At first glance, Focus seems to be an advanced “Do Not Disturb” feature, allowing you to pick times when, say, text messages can’t come through (*ahem—check the syllabus for class hours). While this can be useful, there’s actually an option to make an entirely custom iPhone screen that only shows the apps you’ve selected to be available during your given time periods. Psychologically, the difference between “no notifications from Instagram from 9 am–11 am” and “I can only see and access Google Docs, Flipgrid, and Newsela from 9 am–11 am” is HUGE.
Yes, your students will have to turn it on and make the choice that they want to use this, but those that do make the choice are taking control of their easily distracted brain (SQUIRREL!) and positioning the tech to work for them in their studies rather than against them.
Focus is deeply customizable, so make sure to do some research to find all the ways it can be built around your students’ needs.
Where to find it: Settings > Focus OR Control Center > Focus
Translate is an app built into iOS that many people are unaware of. It originally got off to a bumpy start, but these days it’s transitioning from ugly duckling to beautiful swan. The basic app has grown a bit, but it’s still fairly straightforward: Enter text to be translated, and your translation will show up. The conversation mode allows learners to talk to someone by holding the phone between them, and as they speak transcribed words show up in their own language and vice-versa.
The best part about translate, though, is that it’s now system wide in the iPhone. That means that any text, no matter where it is in your phone, can be tapped and translated. Choosing a single word or a whole selection, then tapping “translate” on the pop-up bar will give students a (pretty accurate, by my informal checking) translation. There are also options to save translations for further exploration in the future.

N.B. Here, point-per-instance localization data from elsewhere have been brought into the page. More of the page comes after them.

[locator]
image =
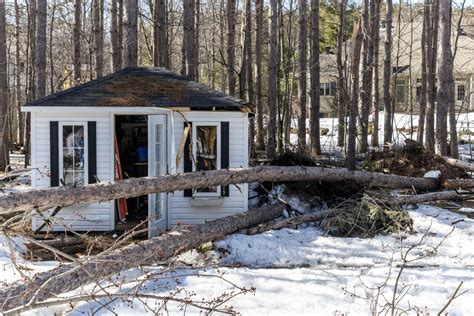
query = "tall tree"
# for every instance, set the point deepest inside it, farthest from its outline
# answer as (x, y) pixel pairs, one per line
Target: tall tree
(76, 39)
(314, 133)
(387, 74)
(189, 45)
(341, 86)
(4, 157)
(114, 34)
(231, 16)
(98, 31)
(446, 98)
(272, 80)
(375, 77)
(425, 53)
(160, 35)
(40, 39)
(353, 110)
(302, 79)
(131, 33)
(432, 61)
(259, 66)
(367, 73)
(18, 61)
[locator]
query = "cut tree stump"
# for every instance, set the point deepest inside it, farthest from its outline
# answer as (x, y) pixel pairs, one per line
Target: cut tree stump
(68, 277)
(65, 196)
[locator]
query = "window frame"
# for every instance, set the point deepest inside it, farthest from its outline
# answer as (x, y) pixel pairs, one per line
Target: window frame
(61, 149)
(218, 155)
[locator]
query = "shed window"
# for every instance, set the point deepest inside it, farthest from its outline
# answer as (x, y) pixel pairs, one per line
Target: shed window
(206, 150)
(73, 154)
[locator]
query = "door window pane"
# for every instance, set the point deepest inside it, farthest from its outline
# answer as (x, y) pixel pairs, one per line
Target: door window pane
(73, 155)
(206, 151)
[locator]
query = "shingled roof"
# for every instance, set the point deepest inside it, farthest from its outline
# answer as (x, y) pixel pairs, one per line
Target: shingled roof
(154, 87)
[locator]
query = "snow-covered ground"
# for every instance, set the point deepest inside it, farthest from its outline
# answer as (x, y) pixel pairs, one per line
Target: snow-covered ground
(304, 272)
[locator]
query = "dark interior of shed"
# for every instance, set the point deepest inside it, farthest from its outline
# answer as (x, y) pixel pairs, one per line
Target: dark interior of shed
(131, 161)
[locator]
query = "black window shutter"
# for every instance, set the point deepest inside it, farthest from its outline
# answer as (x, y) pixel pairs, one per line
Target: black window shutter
(225, 153)
(187, 159)
(54, 152)
(92, 151)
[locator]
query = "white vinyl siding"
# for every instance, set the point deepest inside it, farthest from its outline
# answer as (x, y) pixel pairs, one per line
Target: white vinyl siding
(181, 209)
(90, 217)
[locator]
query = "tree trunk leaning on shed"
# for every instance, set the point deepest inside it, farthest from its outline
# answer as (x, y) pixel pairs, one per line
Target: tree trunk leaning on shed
(68, 277)
(106, 191)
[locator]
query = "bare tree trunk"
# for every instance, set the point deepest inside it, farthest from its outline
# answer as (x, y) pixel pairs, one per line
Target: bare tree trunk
(341, 87)
(40, 43)
(272, 80)
(446, 97)
(131, 33)
(367, 73)
(98, 37)
(387, 75)
(259, 65)
(353, 111)
(41, 199)
(231, 15)
(376, 74)
(189, 44)
(18, 98)
(425, 46)
(71, 276)
(433, 55)
(4, 145)
(160, 35)
(303, 65)
(114, 35)
(314, 133)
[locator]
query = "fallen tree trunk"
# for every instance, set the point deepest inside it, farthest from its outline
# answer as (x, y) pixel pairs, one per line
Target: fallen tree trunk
(458, 163)
(427, 197)
(71, 276)
(100, 192)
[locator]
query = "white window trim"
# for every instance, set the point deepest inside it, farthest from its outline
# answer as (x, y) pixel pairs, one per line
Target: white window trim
(61, 149)
(218, 162)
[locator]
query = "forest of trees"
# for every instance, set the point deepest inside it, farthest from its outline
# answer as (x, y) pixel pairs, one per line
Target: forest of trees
(264, 52)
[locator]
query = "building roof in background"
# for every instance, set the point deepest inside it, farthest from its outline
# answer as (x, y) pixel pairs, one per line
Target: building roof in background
(142, 87)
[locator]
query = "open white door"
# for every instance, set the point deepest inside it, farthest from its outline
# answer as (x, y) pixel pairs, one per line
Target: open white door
(157, 156)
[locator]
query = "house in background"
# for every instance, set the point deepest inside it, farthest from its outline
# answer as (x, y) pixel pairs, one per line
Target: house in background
(406, 67)
(133, 123)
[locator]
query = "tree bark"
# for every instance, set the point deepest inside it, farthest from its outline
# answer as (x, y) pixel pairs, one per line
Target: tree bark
(160, 34)
(259, 65)
(353, 111)
(40, 44)
(425, 45)
(4, 145)
(314, 133)
(387, 75)
(98, 31)
(131, 33)
(302, 77)
(71, 276)
(76, 39)
(231, 15)
(341, 86)
(376, 74)
(66, 196)
(272, 80)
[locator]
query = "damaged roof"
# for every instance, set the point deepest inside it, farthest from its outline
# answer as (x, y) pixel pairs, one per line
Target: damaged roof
(133, 87)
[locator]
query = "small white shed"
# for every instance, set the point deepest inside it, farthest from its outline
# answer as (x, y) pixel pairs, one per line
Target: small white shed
(133, 123)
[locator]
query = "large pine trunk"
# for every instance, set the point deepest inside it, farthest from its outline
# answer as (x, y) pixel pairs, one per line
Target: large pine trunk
(353, 110)
(314, 132)
(71, 276)
(302, 77)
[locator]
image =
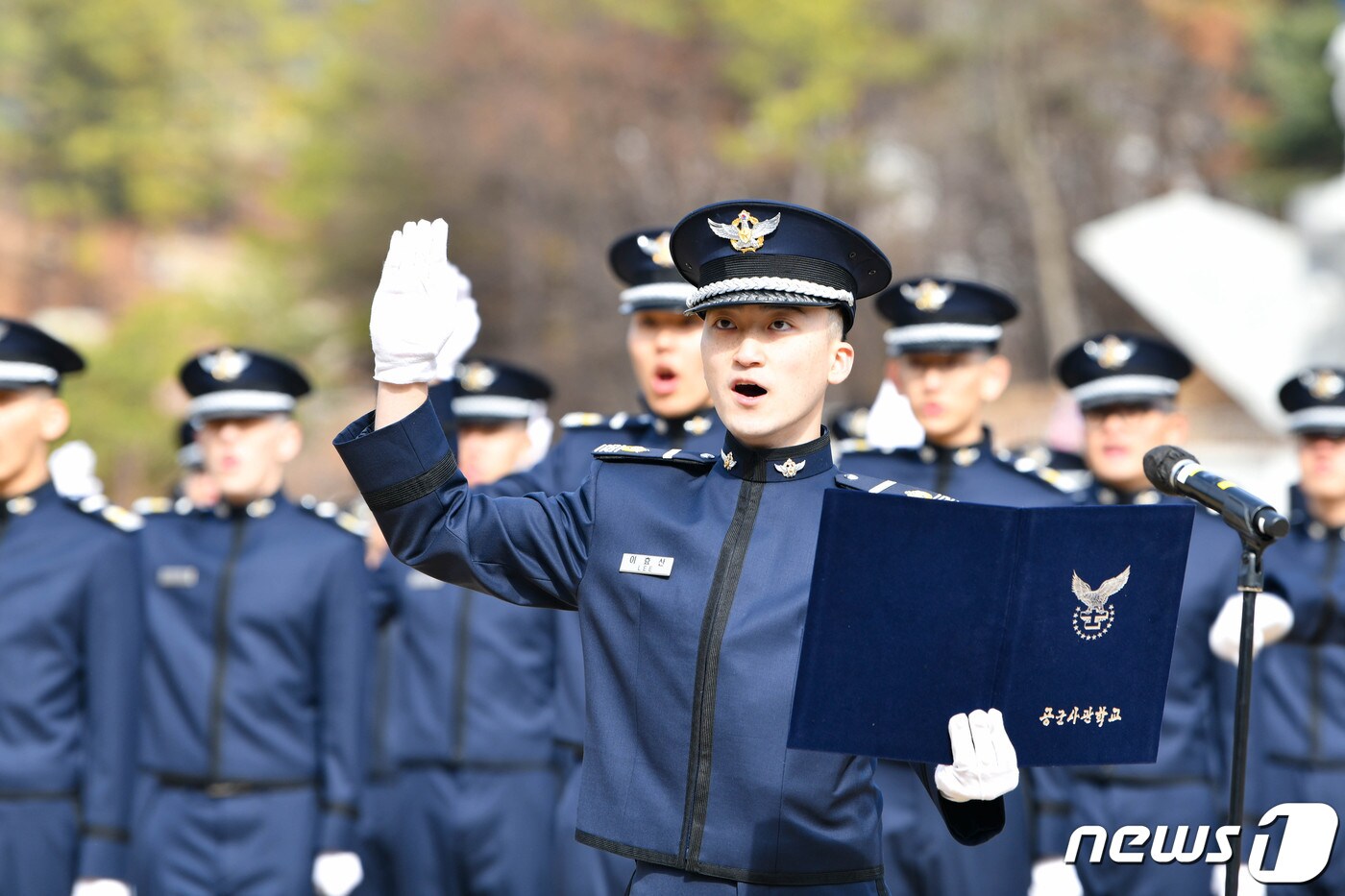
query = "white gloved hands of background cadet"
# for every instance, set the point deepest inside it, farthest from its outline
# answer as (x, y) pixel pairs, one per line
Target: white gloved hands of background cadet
(985, 764)
(336, 873)
(1053, 878)
(100, 886)
(1273, 620)
(416, 305)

Of course, we don’t always want our students relying on translation, but you can’t convince me that direct translation hasn’t saved the day before.
Note: When students open the Translate app there’s an option to improve Siri & Dictation. This may, over time, improve the iPhone’s ability to understand a wider variety of World English accents, but the trade-off is in giving up some of your privacy.

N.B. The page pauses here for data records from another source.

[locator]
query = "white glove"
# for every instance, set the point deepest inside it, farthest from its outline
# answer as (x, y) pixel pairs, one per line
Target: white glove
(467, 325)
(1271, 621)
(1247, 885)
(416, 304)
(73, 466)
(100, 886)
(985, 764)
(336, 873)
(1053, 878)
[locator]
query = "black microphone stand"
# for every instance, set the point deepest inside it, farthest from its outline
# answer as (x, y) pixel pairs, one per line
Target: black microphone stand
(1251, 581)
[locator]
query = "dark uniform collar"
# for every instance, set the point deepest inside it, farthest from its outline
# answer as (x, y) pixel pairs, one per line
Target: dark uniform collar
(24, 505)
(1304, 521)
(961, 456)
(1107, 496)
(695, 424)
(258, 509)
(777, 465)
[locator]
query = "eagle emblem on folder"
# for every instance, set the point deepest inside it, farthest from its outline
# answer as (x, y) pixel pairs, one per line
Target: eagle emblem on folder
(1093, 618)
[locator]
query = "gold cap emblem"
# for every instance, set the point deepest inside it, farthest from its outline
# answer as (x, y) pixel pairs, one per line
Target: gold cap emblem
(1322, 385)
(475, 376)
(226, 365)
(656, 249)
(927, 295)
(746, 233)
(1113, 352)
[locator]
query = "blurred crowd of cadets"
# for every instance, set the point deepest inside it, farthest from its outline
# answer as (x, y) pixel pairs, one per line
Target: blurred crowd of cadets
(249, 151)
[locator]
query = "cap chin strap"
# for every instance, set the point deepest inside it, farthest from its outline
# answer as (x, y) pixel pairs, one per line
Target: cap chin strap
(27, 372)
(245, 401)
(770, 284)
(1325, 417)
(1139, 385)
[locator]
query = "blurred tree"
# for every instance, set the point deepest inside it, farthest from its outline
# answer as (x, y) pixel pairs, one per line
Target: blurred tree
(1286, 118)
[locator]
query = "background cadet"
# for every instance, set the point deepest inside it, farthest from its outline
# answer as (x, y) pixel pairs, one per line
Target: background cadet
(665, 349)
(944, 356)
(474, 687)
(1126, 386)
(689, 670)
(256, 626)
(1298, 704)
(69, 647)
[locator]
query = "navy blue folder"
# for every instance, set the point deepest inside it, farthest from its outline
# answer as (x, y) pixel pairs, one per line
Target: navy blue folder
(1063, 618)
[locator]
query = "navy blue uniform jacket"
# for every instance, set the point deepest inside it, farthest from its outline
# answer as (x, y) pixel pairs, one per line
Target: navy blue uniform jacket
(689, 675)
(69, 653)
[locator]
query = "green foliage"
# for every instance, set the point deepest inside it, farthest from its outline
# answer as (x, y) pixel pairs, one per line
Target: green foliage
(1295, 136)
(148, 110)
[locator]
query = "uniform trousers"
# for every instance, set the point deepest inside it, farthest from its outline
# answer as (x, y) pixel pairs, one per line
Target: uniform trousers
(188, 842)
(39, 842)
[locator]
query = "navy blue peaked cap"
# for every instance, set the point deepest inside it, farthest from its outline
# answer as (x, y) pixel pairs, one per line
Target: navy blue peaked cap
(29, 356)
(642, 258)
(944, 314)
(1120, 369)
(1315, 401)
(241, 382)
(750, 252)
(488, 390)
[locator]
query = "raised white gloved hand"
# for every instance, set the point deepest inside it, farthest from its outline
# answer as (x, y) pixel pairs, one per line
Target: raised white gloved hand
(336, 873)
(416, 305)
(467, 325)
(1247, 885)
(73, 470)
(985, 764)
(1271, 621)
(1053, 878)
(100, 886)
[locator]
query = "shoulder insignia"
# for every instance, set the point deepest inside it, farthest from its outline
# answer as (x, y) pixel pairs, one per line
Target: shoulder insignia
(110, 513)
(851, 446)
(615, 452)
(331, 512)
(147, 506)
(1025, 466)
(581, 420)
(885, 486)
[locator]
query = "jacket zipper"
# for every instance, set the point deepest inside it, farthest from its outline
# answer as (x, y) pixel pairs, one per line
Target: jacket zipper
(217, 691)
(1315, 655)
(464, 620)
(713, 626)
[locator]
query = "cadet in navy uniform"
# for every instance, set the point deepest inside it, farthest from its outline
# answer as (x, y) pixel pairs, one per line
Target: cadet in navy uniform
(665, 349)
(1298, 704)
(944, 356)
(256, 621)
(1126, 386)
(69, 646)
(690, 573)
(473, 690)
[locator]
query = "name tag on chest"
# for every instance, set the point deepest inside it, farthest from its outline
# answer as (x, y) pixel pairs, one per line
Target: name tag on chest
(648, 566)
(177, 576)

Where to find it: The Translate app is installed by default. Accessing it system wide simply requires highlighting text on the iPhone.
5. Live Text
Live Text is an excellent feature that may look familiar to those who have used Google Lens in the past. Without any extra effort, Live Text is built directly into the iPhone camera, recognizing text and asking users if they want to copy it into the clipboard as text. That’s right! TEXT! This means students can take a picture of a sign they don’t understand, or directions on a prescription, and have it fully searchable right in their phone.

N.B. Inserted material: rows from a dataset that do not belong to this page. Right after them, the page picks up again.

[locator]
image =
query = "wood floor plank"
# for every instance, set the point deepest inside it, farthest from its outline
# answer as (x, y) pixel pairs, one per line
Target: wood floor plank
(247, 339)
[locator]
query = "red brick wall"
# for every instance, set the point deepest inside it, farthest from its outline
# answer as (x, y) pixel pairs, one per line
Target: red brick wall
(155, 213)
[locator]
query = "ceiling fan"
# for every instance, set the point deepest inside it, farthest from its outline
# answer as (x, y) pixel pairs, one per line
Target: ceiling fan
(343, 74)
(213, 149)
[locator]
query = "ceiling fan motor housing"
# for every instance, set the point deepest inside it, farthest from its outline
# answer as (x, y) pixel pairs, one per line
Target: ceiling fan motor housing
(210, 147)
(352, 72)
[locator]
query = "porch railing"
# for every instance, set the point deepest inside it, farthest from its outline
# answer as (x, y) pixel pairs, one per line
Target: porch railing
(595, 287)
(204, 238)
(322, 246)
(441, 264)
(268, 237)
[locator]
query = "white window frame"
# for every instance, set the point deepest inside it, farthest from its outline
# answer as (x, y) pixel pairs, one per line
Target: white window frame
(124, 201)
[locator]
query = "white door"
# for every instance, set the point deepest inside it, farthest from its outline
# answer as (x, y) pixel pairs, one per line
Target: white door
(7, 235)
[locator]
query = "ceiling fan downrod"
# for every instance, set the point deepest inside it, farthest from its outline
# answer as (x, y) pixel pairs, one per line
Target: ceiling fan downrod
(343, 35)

And of course (drumroll), students can combine Live Text with the systemwide Translate feature. That’s right: Take a picture, tap the word you don’t know, and get it translated. No more guessing at it, jumping back and forth into a dictionary while ensuring that the spelling is right, and so on. Everything is available with a tap.
Note: Live Text is only available on iPhone X and later
Where to find it: Settings > Camera > Live Text. Live Text will show up in your Camera app as an icon in the bottom right of the photo.
There are many more features that I couldn’t get to today, but a little exploration in the phone can open a world of possibilities for language learners. Do you know of a feature or service that helps your students learn? Share it in the comments, we’d all love to know more.